I suggest using dried beans if you can (it’s hardly any more work than putting them on the stove and forgetting about them) but canned will work fine in a pinch. Just be sure to use a brand you’re familiar with. I’ve had good results with Goya, but others — particularly the organic brands — can be downright mushy because they don’t contain any firming agents. Basically, if you want beans with a nice bite to them and wish to avoid the additives, the only way is to soak and cook the beans yourself.
Begin by cooking the onions in olive oil until soft and translucent. Add the garlic (I always use my garlic press) and cook for a minute more.

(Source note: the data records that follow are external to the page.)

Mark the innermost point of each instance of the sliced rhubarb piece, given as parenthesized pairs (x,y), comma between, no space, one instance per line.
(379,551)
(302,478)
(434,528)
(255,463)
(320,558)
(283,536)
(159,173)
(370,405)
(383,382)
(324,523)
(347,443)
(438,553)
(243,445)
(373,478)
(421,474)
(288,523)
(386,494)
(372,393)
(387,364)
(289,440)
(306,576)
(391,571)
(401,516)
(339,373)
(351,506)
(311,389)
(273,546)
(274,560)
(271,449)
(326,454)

Stir in the cherry tomatoes.
Then add the beans, chicken broth, tomato paste and balsamic vinegar.
Simmer for a few minutes to warm the beans and tomatoes, then season to taste with salt and pepper. Stir in the fresh herbs right before serving so they keep their pretty green color.
Summer White Bean Ragout
- 1/2 pound dried cannellini beans, soaked and cooked (or two 15-ounce cans, drained and well-rinsed, preferably Goya)
- 1/4 cup extra virgin olive oil
- 1-1/2 cups chopped yellow onions, from about one large or two small onions
- 3 large garlic cloves, minced
- 1 pint cherry or grape tomatoes, halved
- 1-1/2 cups low sodium chicken or vegetable broth
- 1-1/2 teaspoons tomato paste
- 1-1/2 teaspoons balsamic vinegar
- Salt and pepper
- 2 tablespoons fresh chopped basil
- 2 tablespoons fresh chopped mint
- Heat the olive oil in a large pan over medium heat. Cook the onions, stirring frequently, until soft and translucent, about 8 minutes. Do not brown. Add the garlic and cook one minute more.
- Add the tomatoes, beans, chicken broth, tomato paste and balsamic vinegar. Season with salt and pepper to taste. (I use about 1 teaspoon salt and 1/4 teaspoon pepper, but it depends on what type of beans you use; canned will have some salt already.) Bring to a simmer and cook until tomatoes are slightly softened but still hold their shape, 3-5 minutes. Taste for seasoning. Note that the sauce may have a strong vinegar flavor at first, but it will mellow out. Right before serving, stir in the fresh basil and mint. Transfer to serving dish, garnish with more fresh herbs if desired, and serve hot.